What was really nice for me is that I was determined to get back to the early Wings/White Album vibe. I didn’t mention this to Paul but, funny enough, he said to me, ‘I’ve done all this conceptual stuff before, you know. You might think this is new but we used to do this in the ’60s. Have you ever heard the White Album?’ And I was saying, ‘Yeah! It’s been a big, big influence on me!’ One of the most important things I learnt while working with Paul it that he’s as fresh and enthusiastic as a 17-year-old kid. He’s got an incredible supply of ideas, was very easy to work with and is very open. What’s more, he’s still hungry for it. I get jaded and I’m 33 and have done nothing, comparatively. And there he is: he’s done so much and he’s still hungry. I found that very inspiring and learned a lot, a hell of a lot.
The decision was made to release it under the moniker The Fireman, presumably to avoid the scrutiny and expectations of a proper McCartney album.
We didn’t want the album to be seen as a gimmick, didn’t want a big deal over it, although it wasn’t hard for people to gather who was behind it. But we liked the idea that people might discover it accidentally.
The album came out a week after McCartney’s own Paul Is Live. With no promotion and a low-key plain red cover, Strawberries Oceans Ships Forest did not chart.
It was issued on CD and vinyl.
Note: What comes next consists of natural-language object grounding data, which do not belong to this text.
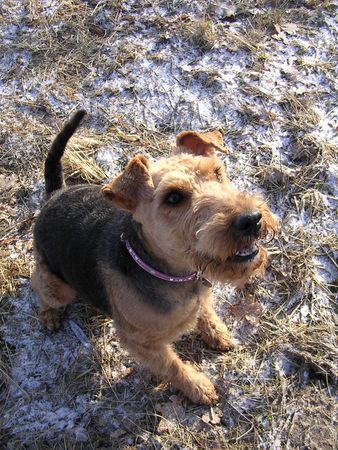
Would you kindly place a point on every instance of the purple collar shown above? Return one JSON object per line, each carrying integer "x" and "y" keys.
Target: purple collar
{"x": 196, "y": 276}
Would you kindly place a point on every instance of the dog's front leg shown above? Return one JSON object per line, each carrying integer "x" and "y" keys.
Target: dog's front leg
{"x": 212, "y": 330}
{"x": 163, "y": 362}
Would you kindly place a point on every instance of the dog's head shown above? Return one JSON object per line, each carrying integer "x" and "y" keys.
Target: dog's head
{"x": 190, "y": 213}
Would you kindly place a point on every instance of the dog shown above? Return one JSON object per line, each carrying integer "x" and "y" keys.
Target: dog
{"x": 145, "y": 248}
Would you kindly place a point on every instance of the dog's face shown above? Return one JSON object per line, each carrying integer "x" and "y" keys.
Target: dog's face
{"x": 190, "y": 213}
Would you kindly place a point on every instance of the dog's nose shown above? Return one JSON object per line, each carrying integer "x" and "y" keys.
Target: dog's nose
{"x": 248, "y": 223}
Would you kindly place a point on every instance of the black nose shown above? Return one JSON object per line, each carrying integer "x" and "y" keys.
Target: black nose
{"x": 248, "y": 223}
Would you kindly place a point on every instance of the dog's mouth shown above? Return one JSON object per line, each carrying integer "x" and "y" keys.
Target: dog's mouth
{"x": 246, "y": 253}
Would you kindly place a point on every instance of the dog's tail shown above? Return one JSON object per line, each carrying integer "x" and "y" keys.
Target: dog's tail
{"x": 53, "y": 166}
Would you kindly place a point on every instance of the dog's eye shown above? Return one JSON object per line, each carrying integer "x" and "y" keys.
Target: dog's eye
{"x": 218, "y": 174}
{"x": 174, "y": 198}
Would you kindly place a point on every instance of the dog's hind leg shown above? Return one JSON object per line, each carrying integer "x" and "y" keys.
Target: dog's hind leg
{"x": 54, "y": 296}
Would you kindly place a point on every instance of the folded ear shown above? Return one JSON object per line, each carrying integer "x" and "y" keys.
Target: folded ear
{"x": 203, "y": 144}
{"x": 132, "y": 185}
The CD was Parlophone CDPCSD 145, while the double clear vinyl edition was PCSD 145.
The copyright notice on the album said “this sound recording is owned by juggler music under exclusive licence to emi records ltd”. This was a clue that it was a McCartney release, although the juggler logo of his MPL Productions was not used.
A 12″ single of ‘Transpiritual Stomp’ was also released in 1993, with ‘Arizona Light Mix’ on the b-side.
Strawberries Oceans Ships Forest was released in North America on 22 February 1994 by Capitol Records.